Not that he would have much sympathy for her.
She hadn’t thought it would feel like this, after she walked away. She had never been all that comfortable around him
anyhow. It didn’t make sense that missing him was a constant gnawing ache within her, a thin fog of sadness that colored everything.
And it made even less sense that seeing him today had made it worse instead of better.
How did he know where I was?
But of course he knew. He was the master now.
No. He isn’t
. She forced her mind steady. He wasn’t some cold, all-knowing puppet master. He was the boy who had cradled her in caves beneath the earth, had kissed her fiercely and against his better judgment, had let her walk away when his duty was to stop her. He wasn’t the master.
Yet.
And if she did what he wanted, maybe he never would be. Would he still be a killer if this war didn’t require it?
She opened her hand. The borrowed magic surged within her, and a magelight floated above her palm. The simplest of magics, a child’s trick, that had been impossible for her just this morning. She smiled even as tears burned her cheeks.
She had power, now, too—and even without power, she had outsmarted Sorin before. She would figure out how he had found her, and she would determine what exactly his
plan was, and then she—
she
—would decide whether to play her designated part in it.
She kept the magelight afloat as she readied herself for bed, its light warming the insides of her eyelids until the moment she fell asleep.
The next morning, Ileni woke with the dawn, so tense and excited and terrified she didn’t even consider going back to sleep. Magic waited for her, and she itched to use it. She sat up, rubbed her crusty eyes, and resisted the urge to vault out of bed.
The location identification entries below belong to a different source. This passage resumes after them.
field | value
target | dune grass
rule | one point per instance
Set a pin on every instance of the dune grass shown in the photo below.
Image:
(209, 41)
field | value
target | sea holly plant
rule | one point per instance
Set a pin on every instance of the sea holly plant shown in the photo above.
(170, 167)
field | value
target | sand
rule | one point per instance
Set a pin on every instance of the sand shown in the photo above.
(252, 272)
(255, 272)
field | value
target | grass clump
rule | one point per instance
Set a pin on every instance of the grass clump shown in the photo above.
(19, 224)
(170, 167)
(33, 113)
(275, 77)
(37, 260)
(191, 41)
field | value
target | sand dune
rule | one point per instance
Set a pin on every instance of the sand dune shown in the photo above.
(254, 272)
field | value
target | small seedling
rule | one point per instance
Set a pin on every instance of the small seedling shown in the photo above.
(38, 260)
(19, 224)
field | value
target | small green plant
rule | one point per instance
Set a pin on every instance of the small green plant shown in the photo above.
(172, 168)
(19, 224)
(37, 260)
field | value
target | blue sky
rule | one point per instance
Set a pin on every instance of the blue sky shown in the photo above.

It had been so long since she had been eager to start her day that she didn’t trust the feeling.
And she shouldn’t.
This is the Empire. I am surrounded by my enemies, and I am a weapon.
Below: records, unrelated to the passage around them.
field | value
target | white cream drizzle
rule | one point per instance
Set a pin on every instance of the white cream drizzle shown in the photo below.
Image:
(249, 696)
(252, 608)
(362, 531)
She reached out for the lodestones . . . so close, and brimming with power. Her skin tingled, and she realized that she had drawn some of the magic in without thinking.
It was like being herself again, after she had been someone else—a stranger—for months.
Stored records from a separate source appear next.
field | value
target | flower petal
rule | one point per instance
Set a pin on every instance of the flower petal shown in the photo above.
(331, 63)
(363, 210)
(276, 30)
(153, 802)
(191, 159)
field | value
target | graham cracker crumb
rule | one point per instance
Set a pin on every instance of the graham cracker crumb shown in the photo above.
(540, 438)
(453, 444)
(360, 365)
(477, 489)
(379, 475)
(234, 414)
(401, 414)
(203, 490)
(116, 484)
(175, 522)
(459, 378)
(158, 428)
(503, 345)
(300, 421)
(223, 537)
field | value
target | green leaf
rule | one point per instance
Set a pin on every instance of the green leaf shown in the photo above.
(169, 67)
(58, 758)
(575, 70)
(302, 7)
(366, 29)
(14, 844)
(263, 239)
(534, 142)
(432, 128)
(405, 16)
But who was really the stranger? The girl with no power? Or the girl who would use power she knew was evil, just so she could pretend magic was still a part of her?
She squeezed her eyes shut, trying to think past the
shame and the joy twined tightly within her. If she was going to pretend she was a student here, she had to use the magic.
But she couldn’t let herself forget that it was evil.
She pushed the blanket off her legs and got to her feet. The wardrobe contained a selection of clothes, none of which fit exactly right. She chose a large plain dress with a belt she could pull tight. There was no mirror in the room—because there didn’t have to be: a flicker of magic turned a section of the stone wall reflective, and Ileni gave herself a cursory glance. The dress was far from elegant, but it would do.
She had forgotten how much
easier
magic made everything. The belt tied in back—no problem. The tangles in her hair unknotted at her command. Dirt disappeared from her skin, and the tinges of blood that had been clinging to her for days took only a moment to banish. How had she ever lived without this?
How will I live without it again?
She was in the middle of a spell to make her dress blue when someone knocked. She hesitated, then let the spell go and opened the door.
Evin’s eyes swept up and down her dress. “You didn’t have to stop on my account. What color were you going for?”